Protective role of orphan G protein-coupled receptor GPR35 in the pathogenesis of colitis through regulating epithelial barrier function and immune responses

Abstract

Background and objective

GPR35 is involved in the pathogenesis of colitis. However, because GPR35 is expressed in colonic epithelial and inflammatory/immune cells, its precise protective mechanisms remain unclear. We investigated the role of GPR35 in colitis, especially its relation to epithelial barrier function and inflammatory/immune responses.

Methods

We performed GPR35 knockout (KO) in a dextran sodium sulfate (DSS)-induced murine colitis model and elucidated the role of GPR35 through various experiments, including histological analysis, intestinal permeability, immunohistochemical staining, RT-qPCR, and western blotting.

Results

GPR35KO mice exhibited significantly exacerbated DSS-induced colitis, accompanied by upregulation of cytokines, compared with wild-type (WT) mice. An investigation using bone marrow (BM)-chimeric mice revealed that GPR35KO, which is expressed in both hematopoietic and non-hematopoietic cells, contributed to this exacerbation. GPR35KO mice showed significantly increased intestinal permeability compared with WT mice under normal conditions.
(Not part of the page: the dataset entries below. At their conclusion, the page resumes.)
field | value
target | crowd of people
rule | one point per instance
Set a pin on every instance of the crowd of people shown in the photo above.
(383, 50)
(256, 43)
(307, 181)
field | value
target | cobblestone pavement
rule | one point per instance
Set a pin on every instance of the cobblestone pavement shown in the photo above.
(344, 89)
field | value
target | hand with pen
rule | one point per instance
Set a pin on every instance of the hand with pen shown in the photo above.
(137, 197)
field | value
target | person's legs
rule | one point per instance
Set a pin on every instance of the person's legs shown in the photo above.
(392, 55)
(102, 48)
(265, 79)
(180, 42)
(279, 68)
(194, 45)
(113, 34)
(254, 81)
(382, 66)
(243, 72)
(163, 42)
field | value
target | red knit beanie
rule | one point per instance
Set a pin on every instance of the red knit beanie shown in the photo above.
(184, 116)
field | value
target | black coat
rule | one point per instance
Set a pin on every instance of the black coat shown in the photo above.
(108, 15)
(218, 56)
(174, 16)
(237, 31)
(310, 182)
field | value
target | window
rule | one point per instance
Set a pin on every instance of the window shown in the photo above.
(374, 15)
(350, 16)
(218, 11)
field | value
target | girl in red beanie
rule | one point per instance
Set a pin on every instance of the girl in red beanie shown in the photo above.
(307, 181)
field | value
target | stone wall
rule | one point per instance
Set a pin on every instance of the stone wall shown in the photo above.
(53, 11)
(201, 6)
Although no differences were observed in goblet cell number or epithelial proliferation between WT and GPR35KO mice, the expression levels of intercellular junction proteins were significantly lower in the normal colons of GPR35KO mice. Lipopolysaccharide-stimulated cytokine expression was significantly enhanced in BM-derived macrophages obtained from GPR35KO mice compared with WT mice.

Conclusions

GPR35 contributes to colonic protection by regulating epithelial barrier function and inflammatory/immune responses.